I started digging into the problem, and identified a number of problems, but I was quite surprised to realize that a significant part of the bottleneck was actually on the CLIENT.  I was really mystified about this, until I really started digging into the problem.  It turns out that the client would retrieve the list of servers and insert it into the splay tree.  Since the list of servers was maintained in a splay tree on the server, and retrieved by doing an in-order traversal of the tree, the list coming from the server was sorted alphabetically.  When I inserted all the entries in the tree, it formed a nice balanced tree (one of the characteristics of a splay tree is that it's resilient against in-order insertions).  The problem occurred when I tried to merge the list from other networks.

If you've been paying attention you see the problem.  Since the transport specific splay tree is in-order, if the server represented by "node" is already on the list, this functions as an in-order traversal of the linked list.  If the lists are disjoint, this isn't a critical problem since we'll be doing a lot of insertions, which (as I mentioned) results in a balanced tree.

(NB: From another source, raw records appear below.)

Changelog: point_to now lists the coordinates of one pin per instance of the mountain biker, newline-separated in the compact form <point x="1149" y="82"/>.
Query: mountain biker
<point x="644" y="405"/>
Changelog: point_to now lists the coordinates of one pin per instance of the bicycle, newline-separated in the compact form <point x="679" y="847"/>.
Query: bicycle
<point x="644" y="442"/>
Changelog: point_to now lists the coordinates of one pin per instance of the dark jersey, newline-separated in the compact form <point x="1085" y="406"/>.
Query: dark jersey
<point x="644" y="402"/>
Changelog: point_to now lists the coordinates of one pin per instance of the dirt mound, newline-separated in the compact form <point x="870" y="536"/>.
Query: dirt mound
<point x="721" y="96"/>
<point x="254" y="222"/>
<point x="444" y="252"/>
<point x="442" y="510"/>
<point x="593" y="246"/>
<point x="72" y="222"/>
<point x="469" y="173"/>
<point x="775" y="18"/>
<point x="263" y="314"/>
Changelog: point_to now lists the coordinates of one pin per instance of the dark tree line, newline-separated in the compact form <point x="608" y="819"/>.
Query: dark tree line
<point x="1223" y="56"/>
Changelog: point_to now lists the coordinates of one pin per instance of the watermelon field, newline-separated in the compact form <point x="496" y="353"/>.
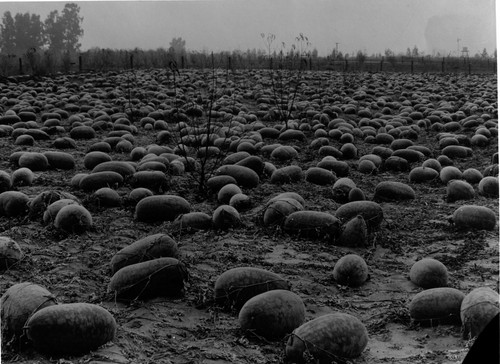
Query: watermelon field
<point x="203" y="215"/>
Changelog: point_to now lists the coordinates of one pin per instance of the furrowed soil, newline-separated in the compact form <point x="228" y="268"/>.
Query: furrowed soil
<point x="191" y="329"/>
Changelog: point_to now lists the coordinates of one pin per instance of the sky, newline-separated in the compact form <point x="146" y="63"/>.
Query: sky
<point x="372" y="26"/>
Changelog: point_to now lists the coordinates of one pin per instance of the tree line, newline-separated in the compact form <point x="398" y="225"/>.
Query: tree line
<point x="26" y="33"/>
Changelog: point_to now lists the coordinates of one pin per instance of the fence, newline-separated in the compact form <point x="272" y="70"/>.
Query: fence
<point x="107" y="60"/>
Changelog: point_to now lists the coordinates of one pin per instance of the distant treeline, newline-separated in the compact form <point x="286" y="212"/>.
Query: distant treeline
<point x="25" y="34"/>
<point x="46" y="62"/>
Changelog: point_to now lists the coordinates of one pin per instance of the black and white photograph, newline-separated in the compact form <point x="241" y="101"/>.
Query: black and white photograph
<point x="249" y="182"/>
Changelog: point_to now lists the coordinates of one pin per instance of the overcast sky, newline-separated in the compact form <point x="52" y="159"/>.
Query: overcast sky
<point x="368" y="25"/>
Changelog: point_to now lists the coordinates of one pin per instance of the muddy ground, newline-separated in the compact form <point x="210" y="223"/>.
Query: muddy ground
<point x="191" y="329"/>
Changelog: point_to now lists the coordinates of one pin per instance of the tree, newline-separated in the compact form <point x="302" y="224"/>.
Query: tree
<point x="64" y="30"/>
<point x="72" y="27"/>
<point x="54" y="32"/>
<point x="414" y="52"/>
<point x="8" y="34"/>
<point x="21" y="33"/>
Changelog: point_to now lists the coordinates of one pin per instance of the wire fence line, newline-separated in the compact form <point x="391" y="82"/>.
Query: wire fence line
<point x="119" y="60"/>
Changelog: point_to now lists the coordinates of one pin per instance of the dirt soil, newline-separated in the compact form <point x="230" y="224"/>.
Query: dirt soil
<point x="191" y="329"/>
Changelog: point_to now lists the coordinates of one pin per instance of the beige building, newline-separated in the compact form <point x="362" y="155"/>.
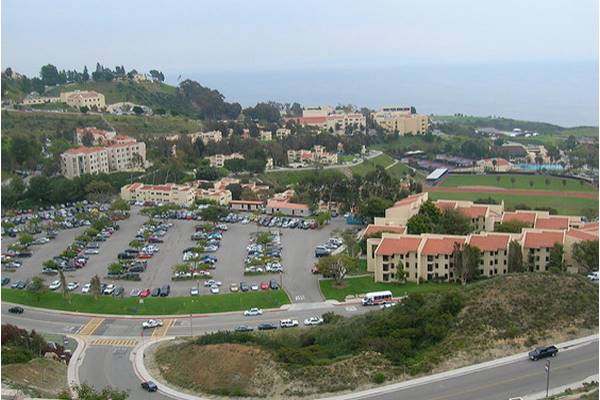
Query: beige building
<point x="401" y="120"/>
<point x="218" y="160"/>
<point x="183" y="195"/>
<point x="84" y="160"/>
<point x="84" y="98"/>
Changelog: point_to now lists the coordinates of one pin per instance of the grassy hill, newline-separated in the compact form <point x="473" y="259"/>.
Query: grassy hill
<point x="442" y="330"/>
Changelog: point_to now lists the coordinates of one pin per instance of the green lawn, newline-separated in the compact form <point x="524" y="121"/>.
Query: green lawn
<point x="367" y="166"/>
<point x="365" y="284"/>
<point x="521" y="182"/>
<point x="150" y="306"/>
<point x="564" y="205"/>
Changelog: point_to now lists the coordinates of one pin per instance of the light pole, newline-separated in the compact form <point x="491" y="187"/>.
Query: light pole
<point x="547" y="368"/>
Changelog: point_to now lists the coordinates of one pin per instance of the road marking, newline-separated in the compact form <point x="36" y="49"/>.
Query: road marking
<point x="162" y="331"/>
<point x="91" y="326"/>
<point x="115" y="342"/>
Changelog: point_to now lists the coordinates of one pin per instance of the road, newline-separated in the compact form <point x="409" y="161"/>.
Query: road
<point x="107" y="360"/>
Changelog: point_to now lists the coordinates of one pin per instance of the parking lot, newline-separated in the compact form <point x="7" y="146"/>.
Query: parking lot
<point x="297" y="258"/>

But if the lists of servers are identical (or almost identical), then each insertion degrades the tree to a linear list.  That means that the nice balanced splay tree is a linked list, and the insertion algorithm listed above degrades into a O(n3) traversal.  It really wasn't pretty.  And, of course, on the Microsoft corporate network we had thousands of computers in the same domain with the exact same set of network transports.  All of a sudden my clever insertion algorithm starts looking like the root cause of a lot of performance issues.

The good news is that since all the transport specific lists were sorted in-order, I realized I could rely on this behavior and inserted a O(n) insertion sort, which sped up the client-side processing by an order of magnitude.

The moral of the story: Understand the performance characteristics of your underlying data structures BEFORE you implement them, or you're going to be sorry.

 

A side-note to readers unfamiliar with "O( <something> )": The O(n) is what's known as "Big-O" notation, it's a representation of the order of magnitude of an algorithm.